New law signed to protect whales from fishing traps
09-24-2016

New law signed to protect whales from fishing traps

California Gov. Jerry Brown announced Friday that he signed legislation meant to bring down the record numbers of whales getting caught in fishing gear meant for Dungeness crabs, causing unknown numbers of the entangled mammals to drown or starve.

The Democratic governor approved the bill that allows fishermen to collect abandoned and lost crab pots – the cage-like contraptions used to catch the crustaceans – in the off-season for a bounty, paid for by those who lost the gear.

Crab fishermen joined environmental groups in backing the legislation after federal agencies logged 61 reports of entangled whales off the West Coast last year, and 40 more by midsummer of this year, the majority of them off California. That compares with a previous average of eight or fewer whale entanglements a year.

“It’s a huge, huge increase” in whales caught in crabbing gear in particular, said Kristen Monsell, an attorney with the Center for Environmental Diversity environmental group.

“We’re talking about really slow, painful deaths” for whales snared by hundreds of pounds of crab pots, lines and floats, she said.

The midsummer end of this year’s crabbing season, for example, coincided with days of failed efforts by fishermen, federal authorities and others to free a young, endangered blue whale spotted off Orange County with ropes and fishing floats of gear wrapped around its tail and mouth.

Many species of whales, including the blue, are federally protected.

The measure would bar fishermen who fail to pay for recovered gear from receiving a vessel permit for the next crabbing season. The legislation was created with the help of a task force of fishing groups, environmental organizations and state and federal agencies, set up after reports of whale entanglements started surging in 2014.
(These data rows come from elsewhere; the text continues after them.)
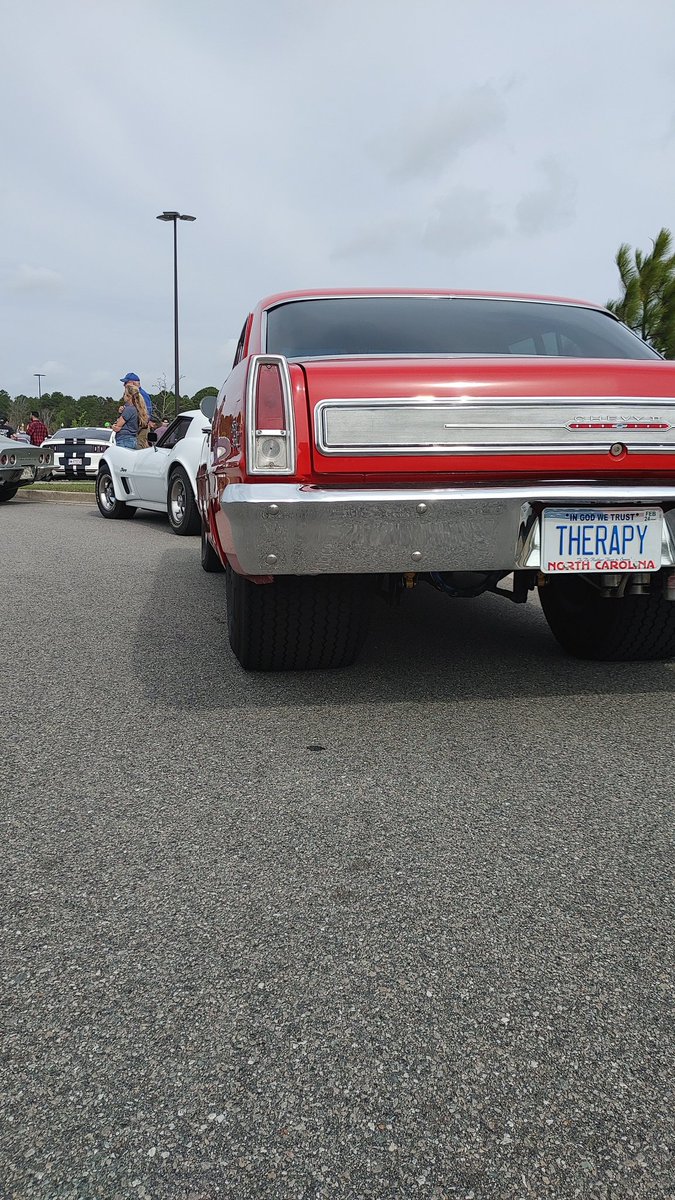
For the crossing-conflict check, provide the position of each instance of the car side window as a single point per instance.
(174, 433)
(240, 343)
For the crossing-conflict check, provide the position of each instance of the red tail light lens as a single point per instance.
(269, 399)
(270, 426)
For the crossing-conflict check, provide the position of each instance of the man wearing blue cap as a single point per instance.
(131, 377)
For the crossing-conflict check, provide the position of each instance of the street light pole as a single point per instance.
(175, 217)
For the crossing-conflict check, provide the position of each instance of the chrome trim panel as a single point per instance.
(302, 529)
(430, 425)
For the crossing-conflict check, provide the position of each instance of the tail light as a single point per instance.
(270, 437)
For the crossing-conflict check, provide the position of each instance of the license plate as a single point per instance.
(601, 540)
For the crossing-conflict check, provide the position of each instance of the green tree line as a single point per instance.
(59, 409)
(647, 300)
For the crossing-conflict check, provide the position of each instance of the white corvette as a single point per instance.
(161, 478)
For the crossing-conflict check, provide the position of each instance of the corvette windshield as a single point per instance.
(89, 435)
(440, 325)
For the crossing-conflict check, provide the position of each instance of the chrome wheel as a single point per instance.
(106, 492)
(177, 501)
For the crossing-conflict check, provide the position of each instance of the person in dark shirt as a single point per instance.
(36, 430)
(127, 423)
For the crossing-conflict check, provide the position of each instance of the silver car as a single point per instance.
(21, 465)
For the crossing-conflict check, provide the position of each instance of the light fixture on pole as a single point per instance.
(175, 217)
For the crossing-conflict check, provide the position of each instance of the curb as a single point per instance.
(57, 497)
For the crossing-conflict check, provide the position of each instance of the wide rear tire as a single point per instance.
(297, 623)
(181, 510)
(108, 504)
(628, 629)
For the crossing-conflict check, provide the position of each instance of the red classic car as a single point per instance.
(372, 439)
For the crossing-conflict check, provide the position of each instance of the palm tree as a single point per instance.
(647, 305)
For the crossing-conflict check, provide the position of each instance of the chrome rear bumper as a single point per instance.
(296, 529)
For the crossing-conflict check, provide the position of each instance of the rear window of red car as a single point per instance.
(441, 325)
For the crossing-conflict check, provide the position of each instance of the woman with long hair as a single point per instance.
(133, 417)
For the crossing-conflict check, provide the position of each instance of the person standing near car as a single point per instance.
(132, 415)
(36, 430)
(133, 379)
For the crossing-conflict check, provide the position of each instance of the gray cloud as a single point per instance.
(34, 279)
(463, 221)
(424, 148)
(549, 208)
(380, 238)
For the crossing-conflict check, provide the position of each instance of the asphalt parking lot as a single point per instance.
(398, 931)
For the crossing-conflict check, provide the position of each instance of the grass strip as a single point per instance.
(70, 485)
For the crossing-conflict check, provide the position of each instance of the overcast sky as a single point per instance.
(490, 144)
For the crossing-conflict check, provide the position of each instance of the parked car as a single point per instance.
(161, 478)
(77, 451)
(21, 465)
(388, 438)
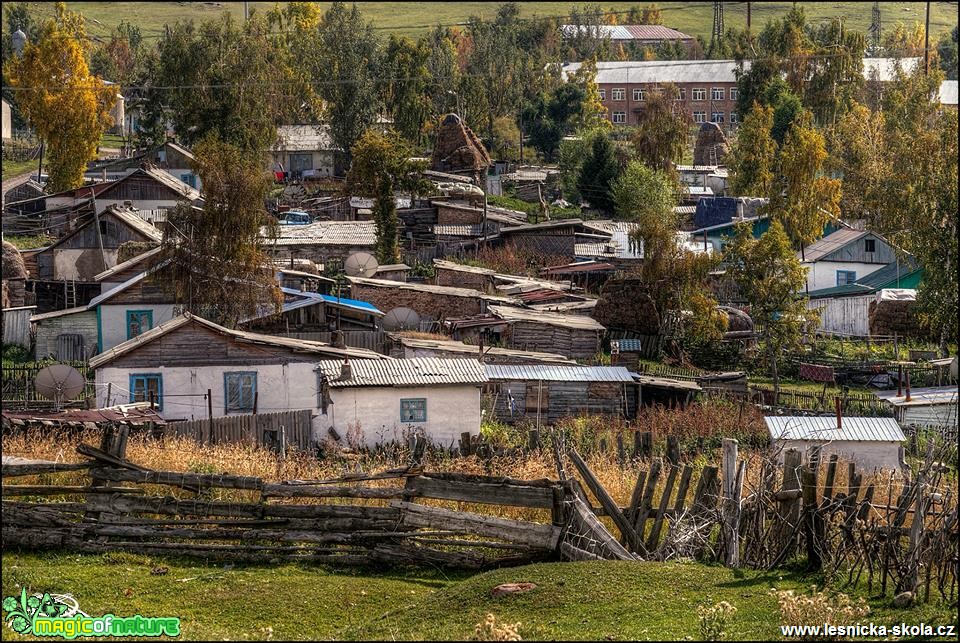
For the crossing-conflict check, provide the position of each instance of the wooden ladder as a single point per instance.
(70, 293)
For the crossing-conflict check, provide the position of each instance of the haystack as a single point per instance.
(625, 304)
(711, 147)
(458, 150)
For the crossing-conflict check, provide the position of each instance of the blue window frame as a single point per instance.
(138, 322)
(239, 391)
(143, 384)
(413, 410)
(845, 277)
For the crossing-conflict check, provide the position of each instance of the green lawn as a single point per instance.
(599, 600)
(695, 18)
(16, 168)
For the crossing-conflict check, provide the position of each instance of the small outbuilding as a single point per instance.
(932, 407)
(871, 442)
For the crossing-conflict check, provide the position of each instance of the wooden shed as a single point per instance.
(575, 336)
(549, 392)
(871, 442)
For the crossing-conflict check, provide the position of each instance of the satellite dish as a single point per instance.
(361, 264)
(401, 319)
(59, 382)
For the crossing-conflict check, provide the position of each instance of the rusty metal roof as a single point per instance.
(422, 371)
(824, 429)
(559, 373)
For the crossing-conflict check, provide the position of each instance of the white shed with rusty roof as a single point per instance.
(870, 442)
(363, 402)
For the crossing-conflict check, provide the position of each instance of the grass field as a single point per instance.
(413, 18)
(573, 601)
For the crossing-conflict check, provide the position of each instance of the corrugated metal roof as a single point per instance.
(352, 233)
(824, 428)
(830, 243)
(573, 322)
(422, 371)
(549, 372)
(922, 396)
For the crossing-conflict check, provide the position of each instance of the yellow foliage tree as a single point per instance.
(67, 107)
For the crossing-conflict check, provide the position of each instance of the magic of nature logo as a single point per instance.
(59, 615)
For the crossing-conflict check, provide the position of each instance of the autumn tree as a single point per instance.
(661, 133)
(768, 273)
(752, 160)
(229, 81)
(381, 166)
(803, 198)
(598, 173)
(67, 107)
(212, 259)
(675, 278)
(407, 82)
It’s not clear why California’s coast is experiencing a spike in the number of whales spotted tangled up in crabbing gear, except for increased convergence of whale feeding and migrating routes and crab-fishing.

Some experts contend that last winter’s shortened crabbing season led fishermen to place their gear with less care than usual. The season was abbreviated because of higher-than-usual levels of toxins in the crabs caused by algae.

“Last year, nobody was really prepared for it. It was kind of a real shock,” said John Mellor, a fisherman and member of one of the panels convened by the state to deal with the problem. “Nobody wants to tangle a whale.”

Fishermen like Jim Anderson, who sets traps off Northern California’s Half Moon Bay, already are exerting themselves to haul up abandoned crab pots on days when salmon aren’t biting.

Overall, “we’ve brought in a couple hundred (abandoned) pots in our port” in recent months, Anderson said. “Better for the fishery and better for the whales, too.”

Conservation groups have urged state and federal agencies to do more, including closing some areas with high numbers of whales to crab fishing.